Petitioner argues that the provisions of the Administrative Procedure Act are controlling in this situation and supplant the requirements of section 6213(a), so as to confer jurisdiction on the Tax Court to hear and decide this income tax controversy.

We reject this argument. The administrative procedure provisions (5 U.S.C. 500 et seq.) apply to an ‘agency’ of the Government of the United States, but specifically exclude ‘the courts of the United States.’ See 5 U.S.C. 551(1) (B). In view of the provisions of section 7441, I.R.C. 1954, as amended by sec. 951 of Pub. L. 91-172, the United States Tax Court is established as a court of record under article I of the Constitution of the United States. Being a court of the United States, it is excluded from the provisions of the Administrative Procedure Act. See and compare O'Dwyer v. Commissioner, 266 F.2d 575, 579-580 (C.A. 4, 1959), affirming 28 T.C. 698 (1957); Anderson v. Commissioner, 164 F.2d 870 (C.A. 7, 1947); and Kennedy Name Plate Co. v. Commissioner, 170 F.2d 196 (C.A. 9, 1948), holding that the Administrative Procedure Act did not apply to the Tax Court before the Tax Reform Act of 1969.

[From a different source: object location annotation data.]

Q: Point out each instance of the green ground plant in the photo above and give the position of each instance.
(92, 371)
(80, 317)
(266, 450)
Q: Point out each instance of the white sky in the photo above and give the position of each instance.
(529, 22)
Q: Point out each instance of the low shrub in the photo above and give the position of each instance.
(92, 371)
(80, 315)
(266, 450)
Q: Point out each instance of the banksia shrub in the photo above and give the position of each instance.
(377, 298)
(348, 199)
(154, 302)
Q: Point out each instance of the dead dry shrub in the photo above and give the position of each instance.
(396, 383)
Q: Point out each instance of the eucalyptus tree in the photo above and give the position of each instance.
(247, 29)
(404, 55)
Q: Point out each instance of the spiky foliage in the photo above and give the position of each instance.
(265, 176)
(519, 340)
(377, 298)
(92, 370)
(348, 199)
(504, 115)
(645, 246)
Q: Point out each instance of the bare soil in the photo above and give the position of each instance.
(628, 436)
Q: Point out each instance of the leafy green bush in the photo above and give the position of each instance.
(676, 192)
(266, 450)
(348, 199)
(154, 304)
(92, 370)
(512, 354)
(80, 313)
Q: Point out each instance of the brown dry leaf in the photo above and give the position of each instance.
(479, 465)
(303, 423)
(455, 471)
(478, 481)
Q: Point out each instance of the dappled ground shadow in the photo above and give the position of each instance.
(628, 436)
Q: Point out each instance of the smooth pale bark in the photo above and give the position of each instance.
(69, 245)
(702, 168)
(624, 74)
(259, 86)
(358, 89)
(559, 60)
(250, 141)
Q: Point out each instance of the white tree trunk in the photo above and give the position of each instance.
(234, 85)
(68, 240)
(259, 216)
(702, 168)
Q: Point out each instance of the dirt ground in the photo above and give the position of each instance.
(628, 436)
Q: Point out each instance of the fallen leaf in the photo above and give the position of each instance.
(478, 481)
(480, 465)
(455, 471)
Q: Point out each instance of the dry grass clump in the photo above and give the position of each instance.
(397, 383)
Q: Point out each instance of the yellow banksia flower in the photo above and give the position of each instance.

Accordingly, we hold that the provisions of section 6213(a) control and that the petitioner has filed an untimely petition. Respondent's motion to dismiss for lack of jurisdiction will be granted. We note, however, that the petitioner will still be able to have his day in court by paying the deficiency and bring suit for refund.

An appropriate order will be entered.